If the Backlog Returns or Other Issues Appear

Sidekiq Shows High Memory Usage After Restart

A single Sidekiq process with high concurrency can consume more than 1 GB of RAM. If your server has limited memory, reduce the concurrency value in sidekiq.yml to 10 and add a second Sidekiq process instead. This distributes the memory load across two processes.

Federation Still Fails After Backlog Clears

If outgoing federation remains broken, the push queue may contain jobs that reference deleted accounts or invalid URLs. Use the Sidekiq dashboard to view the Dead queue. Delete all dead jobs, then restart Sidekiq. If the issue persists, check your instance firewall rules for outbound connections on port 443.

Redis Memory Exhaustion Causes Sidekiq to Crash

A backlog can fill Redis memory with job data. Run redis-cli INFO memory to check used_memory_human. If it exceeds 80% of your Redis maxmemory setting, clear the queues with redis-cli FLUSHDB (this removes all jobs, so use it only as a last resort). Then configure Redis to use the allkeys-lru eviction policy in /etc/redis/redis.conf.

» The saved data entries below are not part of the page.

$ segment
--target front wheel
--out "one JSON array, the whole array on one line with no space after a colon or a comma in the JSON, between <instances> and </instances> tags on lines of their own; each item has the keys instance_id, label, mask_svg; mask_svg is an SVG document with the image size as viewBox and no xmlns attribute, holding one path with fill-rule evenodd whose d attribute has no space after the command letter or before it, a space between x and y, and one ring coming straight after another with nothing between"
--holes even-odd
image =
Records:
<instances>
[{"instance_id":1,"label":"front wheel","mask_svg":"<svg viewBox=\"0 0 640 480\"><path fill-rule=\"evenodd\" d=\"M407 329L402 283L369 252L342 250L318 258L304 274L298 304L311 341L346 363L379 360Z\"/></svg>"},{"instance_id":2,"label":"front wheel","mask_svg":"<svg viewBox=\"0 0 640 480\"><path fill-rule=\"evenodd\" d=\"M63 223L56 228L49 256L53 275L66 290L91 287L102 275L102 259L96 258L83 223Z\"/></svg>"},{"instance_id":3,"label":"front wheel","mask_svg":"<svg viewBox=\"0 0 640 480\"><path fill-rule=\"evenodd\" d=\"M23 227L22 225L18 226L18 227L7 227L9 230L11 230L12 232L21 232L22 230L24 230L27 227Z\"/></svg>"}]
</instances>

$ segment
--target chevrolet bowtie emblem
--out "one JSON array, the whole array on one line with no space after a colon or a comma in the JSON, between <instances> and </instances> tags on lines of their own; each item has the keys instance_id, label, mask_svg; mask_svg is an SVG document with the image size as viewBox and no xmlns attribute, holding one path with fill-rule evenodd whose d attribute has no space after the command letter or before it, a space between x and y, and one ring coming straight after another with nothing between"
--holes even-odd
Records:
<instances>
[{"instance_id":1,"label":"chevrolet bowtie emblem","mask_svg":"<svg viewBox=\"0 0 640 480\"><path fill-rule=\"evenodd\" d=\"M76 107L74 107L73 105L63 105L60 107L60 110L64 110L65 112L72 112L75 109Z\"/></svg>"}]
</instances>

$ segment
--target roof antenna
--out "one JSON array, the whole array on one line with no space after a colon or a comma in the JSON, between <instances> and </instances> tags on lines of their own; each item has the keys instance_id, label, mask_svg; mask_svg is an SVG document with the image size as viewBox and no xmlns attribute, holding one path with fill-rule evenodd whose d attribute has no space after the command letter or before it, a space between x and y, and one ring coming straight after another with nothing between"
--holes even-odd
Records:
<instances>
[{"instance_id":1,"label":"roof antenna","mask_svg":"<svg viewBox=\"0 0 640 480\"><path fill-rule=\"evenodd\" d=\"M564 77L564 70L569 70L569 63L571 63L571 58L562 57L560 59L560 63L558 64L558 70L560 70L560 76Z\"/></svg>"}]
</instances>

Item Restart Sidekiq Manual High-Concurrency Run
Purpose Clear stuck jobs and reset workers Drain large backlog faster than default settings allow
Effect on queues Re-queues all in-progress jobs Processes jobs at up to 25x the normal rate
Risk Minimal; jobs are not lost High memory usage if concurrency is set too high
Best for Backlogs under 1000 jobs per queue Backlogs over 5000 jobs per queue

You can now identify a Sidekiq queue backlog, clear it using the Sidekiq dashboard or command line, and adjust concurrency settings to prevent future delays. For persistent backlogs, consider splitting Sidekiq into multiple processes or upgrading your server resources. As an advanced tip, set up a monitoring alert with Prometheus and the sidekiq_exporter to notify you when any queue exceeds 500 jobs.